Option B: Bleymaier can go find a younger man who has done well as a head coach at a lower tier of college football (as Stanford did when it hired Jim Harbaugh from the University of San Diego) or who has been a winner in the past at the top tier but has fallen by the wayside for various reasons. One coach in that category would be Dan Hawkins, who won a bunch at Boise State when he worked with Bleymaier there but then flopped at (ironically) at Colorado. Another coach in that category would be Tedford, out the door at Cal. Hawkins has done some work for ESPN since leaving Boulder. He's obviously available, as is Tedford, who might have motivation to prove a point at another Bay Area school. And here's a wild thought: Ty Willingham. He's been living in the South Bay ever since his ouster at Washington. He'd have to be worth a phone call, wouldn't he?

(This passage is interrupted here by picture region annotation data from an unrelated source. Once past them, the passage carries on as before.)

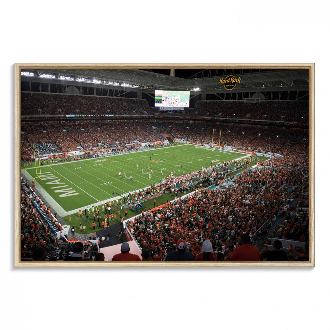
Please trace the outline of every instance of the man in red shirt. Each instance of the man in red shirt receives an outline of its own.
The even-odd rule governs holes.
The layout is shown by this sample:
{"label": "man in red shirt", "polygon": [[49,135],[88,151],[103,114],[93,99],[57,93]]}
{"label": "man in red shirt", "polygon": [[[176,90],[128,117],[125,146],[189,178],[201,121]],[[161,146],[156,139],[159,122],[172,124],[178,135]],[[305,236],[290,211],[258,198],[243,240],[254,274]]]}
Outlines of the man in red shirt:
{"label": "man in red shirt", "polygon": [[250,236],[243,234],[241,239],[242,245],[234,249],[230,256],[230,261],[258,261],[260,259],[259,249],[250,244]]}
{"label": "man in red shirt", "polygon": [[115,254],[113,257],[113,261],[141,261],[141,259],[137,254],[129,253],[130,248],[127,242],[121,244],[120,253]]}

Option C: Bleymaier can scout the ranks for a bright young assistant coach from a BCS school who would roll into town and try to duplicate the path of MacIntyre — who came to SJS as a bright young defensive coordinator from Duke. There are two worthy prospects just up the road in Palo Alto — Stanford offensive coordinator Pep Hamilton and defensive coordinator Derek Mason. There are equivalents at other Top 25 schools.
The danger in choosing Option C, of course, is that the coach might well depart for better things after just a few years as MacIntyre did. It would be less of a danger with Option B and probably not at all with Option A. But the choice here would still be Option B or Option C.
Why? With the Spartans moving into the Mountain West Conference next season, alums are supposedly ready to step up with enough money to support the move with new facilities and a larger salary pool for assistant coaches. But rest assured, those alums will be even more ready to kick in the money if the winning continues. The price for that might be another coach who wants to showcase his talent at San Jose State for three or four years and then take a more glamorous gig. That's no crime. It might well be the best way for San Jose State to do business.